Mario Soares

Personal information
- Date of birth: 16 August 1967 (age 58)
- Place of birth: Goa, India
- Position: Midfielder

Team information
- Current team: Churchill Brothers

Youth career
- Salcette

Senior career*
- Years: Team / Apps / (Gls)
- Salgaocar
- Dempo
- Churchill Brothers

International career
- 1991: India U23 / 3 / (1)
- India

Managerial career
- 2016: Salgaocar (caretaker)
- 2019–: Churchill Brothers (assistant coach)

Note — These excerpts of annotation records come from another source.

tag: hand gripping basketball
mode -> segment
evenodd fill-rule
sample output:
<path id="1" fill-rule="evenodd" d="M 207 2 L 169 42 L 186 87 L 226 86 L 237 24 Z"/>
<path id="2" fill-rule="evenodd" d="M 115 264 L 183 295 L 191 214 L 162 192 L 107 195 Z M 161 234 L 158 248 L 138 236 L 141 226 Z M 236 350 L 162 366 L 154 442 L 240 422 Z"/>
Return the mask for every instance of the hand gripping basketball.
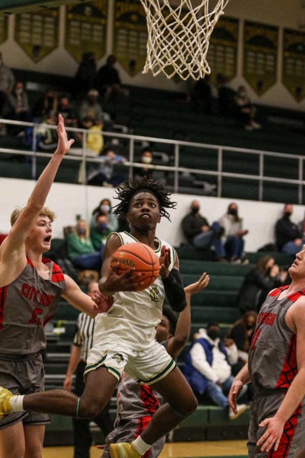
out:
<path id="1" fill-rule="evenodd" d="M 160 265 L 154 250 L 144 243 L 135 242 L 123 245 L 113 253 L 110 267 L 123 280 L 131 280 L 129 289 L 141 291 L 156 281 Z"/>

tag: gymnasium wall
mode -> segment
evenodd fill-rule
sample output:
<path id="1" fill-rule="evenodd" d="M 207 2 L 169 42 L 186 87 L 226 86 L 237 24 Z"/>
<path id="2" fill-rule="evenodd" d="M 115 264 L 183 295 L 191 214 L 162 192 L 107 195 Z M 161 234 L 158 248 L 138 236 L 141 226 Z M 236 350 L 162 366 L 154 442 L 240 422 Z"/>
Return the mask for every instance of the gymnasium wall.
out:
<path id="1" fill-rule="evenodd" d="M 30 180 L 0 178 L 0 189 L 2 190 L 0 194 L 0 233 L 6 233 L 9 230 L 9 217 L 12 211 L 17 206 L 23 207 L 26 205 L 34 184 Z M 53 236 L 62 237 L 63 227 L 74 224 L 76 215 L 80 215 L 89 221 L 92 210 L 104 197 L 111 199 L 112 205 L 115 205 L 114 196 L 114 190 L 107 188 L 54 183 L 46 204 L 57 215 L 53 225 Z M 177 202 L 177 205 L 176 210 L 170 212 L 171 222 L 163 218 L 157 234 L 175 246 L 184 241 L 180 223 L 188 211 L 192 200 L 199 201 L 200 212 L 210 223 L 222 216 L 228 204 L 232 202 L 226 198 L 183 194 L 174 194 L 172 199 Z M 245 238 L 246 251 L 256 251 L 265 244 L 272 242 L 274 224 L 281 216 L 283 206 L 241 199 L 234 202 L 238 204 L 239 215 L 243 218 L 244 228 L 249 230 L 249 234 Z M 295 205 L 292 220 L 297 222 L 302 219 L 303 215 L 304 207 Z"/>
<path id="2" fill-rule="evenodd" d="M 112 15 L 114 0 L 108 2 L 108 16 Z M 176 1 L 176 0 L 174 0 Z M 194 3 L 198 0 L 194 0 Z M 249 94 L 253 102 L 263 104 L 284 106 L 287 108 L 303 110 L 305 108 L 305 99 L 301 102 L 296 102 L 280 82 L 282 61 L 282 36 L 283 27 L 298 30 L 300 22 L 303 22 L 304 10 L 301 8 L 300 0 L 229 0 L 226 8 L 226 13 L 230 16 L 241 19 L 249 19 L 264 22 L 280 26 L 279 37 L 279 54 L 278 60 L 278 81 L 272 87 L 259 96 L 248 86 Z M 51 52 L 38 63 L 34 63 L 22 51 L 14 40 L 15 16 L 9 18 L 9 38 L 0 46 L 0 51 L 4 55 L 6 63 L 12 68 L 37 71 L 41 72 L 73 75 L 78 67 L 77 63 L 65 49 L 64 46 L 65 35 L 65 7 L 60 8 L 59 38 L 58 48 Z M 107 31 L 106 54 L 112 50 L 112 24 L 109 21 Z M 240 84 L 245 84 L 241 76 L 242 37 L 243 22 L 239 21 L 239 43 L 238 44 L 237 74 L 231 81 L 232 87 L 236 89 Z M 98 62 L 99 66 L 104 59 Z M 178 83 L 168 80 L 164 75 L 154 78 L 150 74 L 143 75 L 141 72 L 131 77 L 117 64 L 120 71 L 123 81 L 125 84 L 144 85 L 162 88 L 168 90 L 185 91 L 193 84 L 192 80 L 180 81 Z"/>

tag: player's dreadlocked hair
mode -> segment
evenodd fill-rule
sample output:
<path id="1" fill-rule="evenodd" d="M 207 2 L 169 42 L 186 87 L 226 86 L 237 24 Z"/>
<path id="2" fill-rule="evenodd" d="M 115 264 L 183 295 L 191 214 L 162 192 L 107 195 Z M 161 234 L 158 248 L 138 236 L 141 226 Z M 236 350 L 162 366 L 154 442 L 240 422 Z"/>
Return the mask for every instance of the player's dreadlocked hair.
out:
<path id="1" fill-rule="evenodd" d="M 172 202 L 170 200 L 169 197 L 171 193 L 165 185 L 146 176 L 140 180 L 131 178 L 129 181 L 126 181 L 117 188 L 116 190 L 117 197 L 114 198 L 120 202 L 114 207 L 113 214 L 119 218 L 125 216 L 128 213 L 132 197 L 140 192 L 150 192 L 156 196 L 160 205 L 161 216 L 165 216 L 170 221 L 169 213 L 165 209 L 175 208 L 177 203 Z"/>

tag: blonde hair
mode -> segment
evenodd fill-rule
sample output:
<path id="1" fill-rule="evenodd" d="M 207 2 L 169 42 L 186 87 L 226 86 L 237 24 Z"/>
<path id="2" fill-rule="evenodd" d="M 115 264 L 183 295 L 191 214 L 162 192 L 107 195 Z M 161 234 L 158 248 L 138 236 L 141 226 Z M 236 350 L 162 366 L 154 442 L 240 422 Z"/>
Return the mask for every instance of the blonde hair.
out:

= Mario Soares (footballer) =

Indian footballer and coach

Mario Soares (born 16 August 1967) is an Indian football manager and a former player who is an assistant coach of Indian I-League side Churchill Brothers. During his playing days, Soares played for Salgaocar, Dempo, Churchill Brothers, and represented India internationally.

==Playing career==
Born in Goa, Soares started his football career as a youth player with Salcette. He started his senior career with Salgaocar, where he won the Federation Cup with the club in 1988. He scored the winning goal in extra-time against Border Security Force as Salgaocar won 1–0. He then went on to play for Dempo and Churchill Brothers later in his career. Soares also represented Goa in the Santosh Trophy and captained the state.

==International==
Soares represented India at the under-23 level during the 1992 Summer Olympics qualifiers. He scored the only goal for India in their draw to Oman U23. He also represented India internationally at senior level.

==Coaching career==

===Salgaocar===
After the departure of Santosh Kashyap from Salgaocar, Soares was put in caretaker charge of the I-League club.